Pastelicos (israelische Pastetchen)

Hallo!

In einem Kochbuch, das ich letztes Jahr in Israel erstanden habe, findet sich ein Rezept namens „Pastelicos“.

Es handelt sich um Pastetchen, die mit Hackfleisch gefüllt sind.
Ich wollte sie für ein kaltes Buffet zubereiten, da fragte mich eine Freundin: „Kann man das auch kalt essen???“

Das ist eine gute Frage! Ich hätte die Pastelicos ohne Bedenken kalt angeboten, komme jetzt aber tatsächlich ins Zweifeln.

Falls jemand Pastelicos kennt oder etwas Vergleichbares:
Denkt (bzw. wisst) Ihr, ob man das auch kalt essen kann?

Online Pastelicos-Rezept:
http://www.jewishfood-list.com/recipes/beef_veal/pas…

Rezept aus meinem Kochbuch:

Pastelicos

Teig:

250 ml Wasser
100 g gesalzene Margarine
125 Sonnenblumenöl oder Mazola
1/2 TL Salz
500 g Mehl
1 TL Backpulver

Wasser mit Margarine, Öl und Salz zum Kochen bringen, das mit Backpulver versiebte Mehl einrühren, auskühlen lassen.
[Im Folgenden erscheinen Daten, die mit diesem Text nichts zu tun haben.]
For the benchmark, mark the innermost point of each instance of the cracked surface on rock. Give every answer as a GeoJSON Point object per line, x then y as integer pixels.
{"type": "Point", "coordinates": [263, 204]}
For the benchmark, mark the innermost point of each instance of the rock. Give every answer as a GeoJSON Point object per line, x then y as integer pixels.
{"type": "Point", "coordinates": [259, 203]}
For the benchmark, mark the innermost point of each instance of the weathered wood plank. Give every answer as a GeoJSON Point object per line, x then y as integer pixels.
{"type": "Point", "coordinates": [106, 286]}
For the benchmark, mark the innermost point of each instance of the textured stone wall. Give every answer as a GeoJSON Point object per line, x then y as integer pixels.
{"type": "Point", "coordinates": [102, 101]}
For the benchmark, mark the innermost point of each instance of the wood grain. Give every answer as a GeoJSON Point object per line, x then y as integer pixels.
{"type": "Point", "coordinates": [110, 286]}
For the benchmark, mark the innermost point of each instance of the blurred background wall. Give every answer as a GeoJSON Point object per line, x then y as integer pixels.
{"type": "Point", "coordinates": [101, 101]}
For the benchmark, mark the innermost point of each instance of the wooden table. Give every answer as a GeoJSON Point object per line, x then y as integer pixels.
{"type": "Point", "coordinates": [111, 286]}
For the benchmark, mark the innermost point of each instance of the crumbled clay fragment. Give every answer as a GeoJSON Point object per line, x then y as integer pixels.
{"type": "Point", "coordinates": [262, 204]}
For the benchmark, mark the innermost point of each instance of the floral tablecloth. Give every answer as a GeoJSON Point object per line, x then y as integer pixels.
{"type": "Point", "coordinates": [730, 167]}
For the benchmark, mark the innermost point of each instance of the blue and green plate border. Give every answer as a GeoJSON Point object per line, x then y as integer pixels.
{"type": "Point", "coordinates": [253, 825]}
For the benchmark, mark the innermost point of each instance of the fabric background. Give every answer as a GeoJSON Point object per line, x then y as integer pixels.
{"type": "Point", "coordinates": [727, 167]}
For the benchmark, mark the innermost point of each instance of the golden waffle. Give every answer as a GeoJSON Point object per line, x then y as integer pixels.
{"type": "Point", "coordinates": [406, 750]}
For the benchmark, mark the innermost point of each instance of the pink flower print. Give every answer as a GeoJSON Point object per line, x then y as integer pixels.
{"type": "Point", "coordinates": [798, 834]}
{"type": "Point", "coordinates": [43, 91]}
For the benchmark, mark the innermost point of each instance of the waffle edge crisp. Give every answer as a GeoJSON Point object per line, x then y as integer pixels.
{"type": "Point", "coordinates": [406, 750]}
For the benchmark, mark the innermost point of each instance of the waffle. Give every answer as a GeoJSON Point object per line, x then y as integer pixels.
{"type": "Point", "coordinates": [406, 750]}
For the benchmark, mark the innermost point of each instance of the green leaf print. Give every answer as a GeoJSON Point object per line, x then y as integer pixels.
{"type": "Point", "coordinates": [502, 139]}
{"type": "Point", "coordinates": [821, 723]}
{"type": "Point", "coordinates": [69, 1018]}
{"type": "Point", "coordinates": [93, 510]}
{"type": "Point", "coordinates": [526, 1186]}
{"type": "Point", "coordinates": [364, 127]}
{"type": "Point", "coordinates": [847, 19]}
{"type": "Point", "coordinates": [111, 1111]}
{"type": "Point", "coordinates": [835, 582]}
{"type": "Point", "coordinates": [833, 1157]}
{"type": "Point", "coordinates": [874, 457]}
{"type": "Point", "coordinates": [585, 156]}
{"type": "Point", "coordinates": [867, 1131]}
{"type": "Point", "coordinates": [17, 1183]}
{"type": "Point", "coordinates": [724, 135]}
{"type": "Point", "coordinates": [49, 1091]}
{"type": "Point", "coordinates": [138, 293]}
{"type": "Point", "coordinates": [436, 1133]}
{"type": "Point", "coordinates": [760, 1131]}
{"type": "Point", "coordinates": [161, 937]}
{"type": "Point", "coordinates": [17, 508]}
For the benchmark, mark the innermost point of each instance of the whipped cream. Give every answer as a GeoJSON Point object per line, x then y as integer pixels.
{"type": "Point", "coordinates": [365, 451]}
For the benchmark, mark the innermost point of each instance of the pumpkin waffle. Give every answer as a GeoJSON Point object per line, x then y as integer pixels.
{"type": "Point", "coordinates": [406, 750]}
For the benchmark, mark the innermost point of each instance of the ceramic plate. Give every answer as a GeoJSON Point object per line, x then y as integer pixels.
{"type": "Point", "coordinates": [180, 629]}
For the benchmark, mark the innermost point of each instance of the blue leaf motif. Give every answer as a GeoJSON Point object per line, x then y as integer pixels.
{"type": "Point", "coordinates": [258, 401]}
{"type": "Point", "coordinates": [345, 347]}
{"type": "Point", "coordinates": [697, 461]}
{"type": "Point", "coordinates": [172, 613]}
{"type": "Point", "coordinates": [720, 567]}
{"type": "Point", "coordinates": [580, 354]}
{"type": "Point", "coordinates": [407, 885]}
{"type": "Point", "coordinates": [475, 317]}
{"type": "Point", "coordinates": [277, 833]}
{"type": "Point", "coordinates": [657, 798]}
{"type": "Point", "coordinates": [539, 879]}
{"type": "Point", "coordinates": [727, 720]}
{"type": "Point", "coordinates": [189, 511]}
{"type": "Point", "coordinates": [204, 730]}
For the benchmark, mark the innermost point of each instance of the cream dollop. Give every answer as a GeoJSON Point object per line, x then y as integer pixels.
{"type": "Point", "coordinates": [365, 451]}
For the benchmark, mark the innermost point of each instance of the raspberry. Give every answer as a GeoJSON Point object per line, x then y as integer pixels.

Ist der Teig nur noch handwarm, umwickle ihn mit Frischhaltefolie und legen ihn für mindestens 30 Minuten an einen kühlen Platz in der Küche (aber nicht in den Kühlschrank).

Füllung:

3 - 4 EL Sonnenblumenöl
1 große Zwiebel, gehackt
500 g faschiertes Rindfleisch
3 St. bis 1 Esslöffel Pinienkerne

Zum Bestreuen:

1 Dotter, mit 1 EL Wasser zerklopft
Sesam-Samen

Füllung:

Zwiebel glasig anlaufen lassen, Fleisch zufügen, würzen, gut umrühren. Ist das Fleisch durchgeröstet, 4 EL Wasser hinzufügen und fünf bis 10 Minuten kochen lassen. Die Pinienkerne einrühren.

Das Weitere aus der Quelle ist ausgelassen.